I found this old, pretty hideous (sorry!) mirror at my first stop for $5 and was immediately sold. Sure the current state was less to be desired, but that’s something that I was sure I can change… and for $5, I couldn’t pass it up. So this post is to prove that someone else’s trash (or $5 garage sale item) can be someone else’s treasure!I’ll be a little less specific on the measurements of the length of the wood cuts used to frame in the mirror as they will vary depending on the size of the mirror you are starting with.


  • Mirror & original backing from an old mirror
  • 4 pieces of untreated Pine Wood 3 1/2″ wide x 3/4″ thick, length to be determined by mirror measurements
  • 4 pieces of untreated Pine Wood 1 1/2″ wide 1/4″ thick, length to be determined by mirror measurements
  • Wood Stain (Minwax, Dark Walnut used for my mirror)
  • Polyurethane Clear Satin Finish
  • Wood Glue (Liquid Nails)
  • Wood Screws
  • Wood Saw
  • Sanding Block
  • Electric Screwdriver

The investment of my repurpose on top of the $5 spent for the old mirror, was extremely minimal. If you work with wood often, or have before, you likely have most of the supplies on hand including the stain and poly finish so you may only need to purchase the lumber which here, was no more than $8. A can of stain and poly go a long way and can be used for many projects before you need more so if you do need those to repurpose an old mirror, know that the spend will be well spent.
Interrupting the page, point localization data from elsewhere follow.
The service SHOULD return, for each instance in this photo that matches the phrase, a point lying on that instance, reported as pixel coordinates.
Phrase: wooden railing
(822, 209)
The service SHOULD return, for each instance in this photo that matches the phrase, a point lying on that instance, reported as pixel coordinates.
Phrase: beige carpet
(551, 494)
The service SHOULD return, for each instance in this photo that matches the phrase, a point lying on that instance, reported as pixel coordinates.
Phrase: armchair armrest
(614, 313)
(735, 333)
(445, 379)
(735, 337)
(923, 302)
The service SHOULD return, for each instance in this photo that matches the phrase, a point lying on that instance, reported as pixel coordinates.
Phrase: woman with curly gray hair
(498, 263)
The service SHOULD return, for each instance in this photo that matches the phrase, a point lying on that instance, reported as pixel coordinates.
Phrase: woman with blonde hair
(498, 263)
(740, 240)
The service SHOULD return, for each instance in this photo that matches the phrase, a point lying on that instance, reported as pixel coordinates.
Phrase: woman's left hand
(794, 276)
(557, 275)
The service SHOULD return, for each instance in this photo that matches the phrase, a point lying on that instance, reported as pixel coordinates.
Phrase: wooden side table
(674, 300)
First things first. Get rid of the original frame, reserving the mirror (obviously) as well as the original backing on the mirror. To do this, carefully unscrew the screws holding the backing and frame together. An electric screwdriver can be used to do this or it can easily be done by hand. (Tip, the original screws can also be reserved assuming the mirror isn’t ancient and they don’t break when removing). Recycle (if possible) the original pieces you no longer need.

Measure and cut the 3 1/2″ wood into four pieces based on the size mirror you are reframing: Add 6 1/2″ to the length of the mirror for the longer sections of wood (these will serve as the top & bottom wood pieces if you intend to hang landscape like mine) and subtract 1″ from the width (sides of the mirror, again landscape). This allows for approximately 1/2″ of the perimeter of the mirror to be supported/covered by the “finished” wood frame.
Sand all edges and surfaces of the wood. Stain with two coats of your choice color. Once dry, finish with polyurethene and allow to dry thoroughly.

Once the stain and finish is completely dry, glue the wood together using Liquid Nails.
Most mirrors are approximately 1/4″ thick therefore wood strips that are 1 1/2″ x 1/4″ thick are perfect for creating an inset for your mirror if you don’t have a tool that can do this for you. (By the way – this mirror was framed without any electric tools with the exception of a electric dill – no electric saws required if you have the patience for a hand saw!). Allowing for a 1/2″ perimeter between the edge of your outer frame and the untreated 1 1/2″ wood, measure, cut, and glue the 1 1/2″ x 1/4″ wood strips on the interior of your frame. This creates a bed for your mirror to sit in.
**Your mirror should sit perfectly inside the perimeter of the untreated mirror frame. If easier, place the mirror accordingly, and glue the strips surrounding the mirror.


Secure the untreated wood strips with wood screws.
Once the wood glue is completely dry and the wood frame is secure, set your mirror into the frame. Create a cushion for the mirror with a layer or two of glass/ceramic foam. This can be purchased at most hardware stores in the packing supplies section. This helps to prevent any slipage that may occur and acts as an extra layer of protection for the glass.


Using the reserved mirror backing from your original mirror, screw the backing into both the untreated and stained wood.



Grey loved checking himself out in the finished product…

On the back of the mirror, screw two D-Rings into both layers of wood. (Hub’s hands pictured)
Depending on the weight of the mirror, you will likely want to use dry wall anchors.